In de tweede plaats moet ik u toch wel zeggen dat onze fractie vindt dat het college onvoldoende
tegemoet is gekomen aan ons verlangen om toch, met begrip voor het feit dat zoals het er nu naar
uitziet die 0,5 miljoen ombuiging richting stadsgewest niet wordt gehaald, de 16 miljoen als
taakstelling overeind te houden. Wij vragen u dringend om in dezen enige tegemoetkomendheid
te betrachten in uw beantwoording. De derde opmerking betreft het opheffen van de bestuurscom
missies.
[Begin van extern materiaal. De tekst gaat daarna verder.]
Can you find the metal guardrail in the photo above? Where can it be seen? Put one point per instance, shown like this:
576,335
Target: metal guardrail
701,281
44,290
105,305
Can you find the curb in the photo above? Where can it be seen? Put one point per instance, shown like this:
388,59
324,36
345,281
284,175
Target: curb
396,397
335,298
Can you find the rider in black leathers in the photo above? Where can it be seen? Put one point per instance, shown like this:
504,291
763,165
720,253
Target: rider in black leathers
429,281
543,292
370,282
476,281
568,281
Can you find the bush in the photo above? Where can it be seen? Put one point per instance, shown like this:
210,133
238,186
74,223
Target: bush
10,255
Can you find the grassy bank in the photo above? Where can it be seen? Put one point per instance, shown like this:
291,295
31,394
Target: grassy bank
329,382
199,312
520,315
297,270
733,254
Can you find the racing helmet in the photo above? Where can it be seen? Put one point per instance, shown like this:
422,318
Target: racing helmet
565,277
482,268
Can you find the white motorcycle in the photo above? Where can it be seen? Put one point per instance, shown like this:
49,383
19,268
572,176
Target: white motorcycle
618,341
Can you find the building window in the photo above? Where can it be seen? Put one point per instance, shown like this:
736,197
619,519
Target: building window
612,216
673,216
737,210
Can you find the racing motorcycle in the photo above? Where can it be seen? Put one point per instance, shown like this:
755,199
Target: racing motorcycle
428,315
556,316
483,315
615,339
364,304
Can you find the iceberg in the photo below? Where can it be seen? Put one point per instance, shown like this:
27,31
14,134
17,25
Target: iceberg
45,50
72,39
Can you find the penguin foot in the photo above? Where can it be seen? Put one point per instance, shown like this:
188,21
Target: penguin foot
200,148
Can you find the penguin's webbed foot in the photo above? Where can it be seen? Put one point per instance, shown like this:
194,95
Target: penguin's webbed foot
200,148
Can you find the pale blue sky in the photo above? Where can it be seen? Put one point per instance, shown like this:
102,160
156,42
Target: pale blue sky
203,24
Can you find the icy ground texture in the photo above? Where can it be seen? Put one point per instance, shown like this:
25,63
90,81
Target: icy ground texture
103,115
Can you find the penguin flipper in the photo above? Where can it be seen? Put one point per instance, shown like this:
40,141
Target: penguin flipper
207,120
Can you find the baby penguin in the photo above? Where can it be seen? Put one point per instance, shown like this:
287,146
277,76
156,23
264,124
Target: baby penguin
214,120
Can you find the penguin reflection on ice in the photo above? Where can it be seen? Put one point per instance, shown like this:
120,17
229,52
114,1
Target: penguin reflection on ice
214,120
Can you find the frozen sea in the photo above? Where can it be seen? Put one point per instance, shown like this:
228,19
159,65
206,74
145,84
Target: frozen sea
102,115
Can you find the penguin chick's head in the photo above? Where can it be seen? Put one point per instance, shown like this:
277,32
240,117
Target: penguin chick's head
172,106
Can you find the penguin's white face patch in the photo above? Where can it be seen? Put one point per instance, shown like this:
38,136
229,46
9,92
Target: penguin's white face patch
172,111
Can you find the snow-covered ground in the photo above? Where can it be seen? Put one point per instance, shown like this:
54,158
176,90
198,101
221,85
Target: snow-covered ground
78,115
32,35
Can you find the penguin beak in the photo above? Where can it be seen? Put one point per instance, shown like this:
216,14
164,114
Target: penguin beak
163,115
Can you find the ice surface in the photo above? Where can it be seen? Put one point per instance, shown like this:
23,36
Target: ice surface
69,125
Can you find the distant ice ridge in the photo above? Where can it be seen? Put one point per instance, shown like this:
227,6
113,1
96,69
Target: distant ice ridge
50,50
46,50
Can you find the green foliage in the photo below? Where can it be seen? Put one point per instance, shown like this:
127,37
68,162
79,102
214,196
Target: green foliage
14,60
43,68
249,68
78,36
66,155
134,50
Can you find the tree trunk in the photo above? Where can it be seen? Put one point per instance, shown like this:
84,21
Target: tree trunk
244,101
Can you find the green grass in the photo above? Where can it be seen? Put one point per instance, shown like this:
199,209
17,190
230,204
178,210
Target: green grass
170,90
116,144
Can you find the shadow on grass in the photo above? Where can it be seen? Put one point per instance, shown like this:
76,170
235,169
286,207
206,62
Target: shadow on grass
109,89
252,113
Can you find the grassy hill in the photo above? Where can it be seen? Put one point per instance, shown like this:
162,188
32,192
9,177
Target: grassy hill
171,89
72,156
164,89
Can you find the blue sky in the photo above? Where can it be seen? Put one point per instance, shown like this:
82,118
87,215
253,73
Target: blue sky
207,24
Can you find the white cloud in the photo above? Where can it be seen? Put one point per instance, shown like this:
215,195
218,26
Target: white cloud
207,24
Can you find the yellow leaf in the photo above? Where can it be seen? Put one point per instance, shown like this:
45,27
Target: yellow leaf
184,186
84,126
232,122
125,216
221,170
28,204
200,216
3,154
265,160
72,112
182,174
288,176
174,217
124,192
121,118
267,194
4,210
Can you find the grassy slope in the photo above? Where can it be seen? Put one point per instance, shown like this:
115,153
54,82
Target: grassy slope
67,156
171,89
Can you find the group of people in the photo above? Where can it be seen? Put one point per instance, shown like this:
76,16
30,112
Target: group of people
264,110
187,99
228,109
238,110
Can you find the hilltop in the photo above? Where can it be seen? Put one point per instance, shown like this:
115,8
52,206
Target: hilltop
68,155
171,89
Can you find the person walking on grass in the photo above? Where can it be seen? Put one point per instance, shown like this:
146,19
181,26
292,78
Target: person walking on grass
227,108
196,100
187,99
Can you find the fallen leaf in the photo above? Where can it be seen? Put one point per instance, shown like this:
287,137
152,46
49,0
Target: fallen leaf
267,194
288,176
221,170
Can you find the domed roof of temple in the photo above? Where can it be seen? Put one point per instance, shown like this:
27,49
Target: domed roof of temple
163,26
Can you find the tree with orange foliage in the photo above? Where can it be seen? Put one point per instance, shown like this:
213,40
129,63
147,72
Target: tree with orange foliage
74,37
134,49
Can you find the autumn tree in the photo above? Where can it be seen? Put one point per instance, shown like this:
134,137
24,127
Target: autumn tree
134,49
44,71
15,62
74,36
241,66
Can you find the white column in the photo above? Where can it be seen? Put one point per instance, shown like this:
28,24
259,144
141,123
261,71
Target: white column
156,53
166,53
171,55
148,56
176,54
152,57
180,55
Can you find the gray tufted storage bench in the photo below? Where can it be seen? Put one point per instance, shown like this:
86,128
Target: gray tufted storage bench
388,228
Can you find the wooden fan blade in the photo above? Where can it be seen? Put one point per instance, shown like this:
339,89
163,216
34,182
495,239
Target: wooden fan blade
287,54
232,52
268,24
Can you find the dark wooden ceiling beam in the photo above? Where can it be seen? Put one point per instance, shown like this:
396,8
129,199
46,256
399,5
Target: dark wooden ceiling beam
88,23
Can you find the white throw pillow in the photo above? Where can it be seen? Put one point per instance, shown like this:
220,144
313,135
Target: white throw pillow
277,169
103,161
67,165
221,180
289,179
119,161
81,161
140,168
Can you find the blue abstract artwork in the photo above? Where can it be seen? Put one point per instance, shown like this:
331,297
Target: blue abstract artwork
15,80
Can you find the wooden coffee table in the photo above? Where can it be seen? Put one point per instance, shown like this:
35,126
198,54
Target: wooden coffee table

Wij menen het antwoord van het college zodanig op te vatten dat er hoe dan ook een
voorstel inzake de opheffing voorligt in de maartvergadering, dus tijdens deze raadsperiode. Wij
zijn akkoord met de beantwoording van de heer Taks namens het college over de streefcijfers voor
de doelgroepen, met dien verstande dat wij beseffen dat niemand tot het onmogelijke is gehouden.
Ik weet niet of ik nu Van Agt citeer of Den Uyl, dat weet u gegarandeerd beter dan ik, maar dan
heb ik het Van Agt weer heel geloofwaardig horen citeren naar Den Uyl, maar u bevindt zich wat
dat betreft in goed gezelschap mijnheer Taks.
Wethouder TAKS
Dank u wel.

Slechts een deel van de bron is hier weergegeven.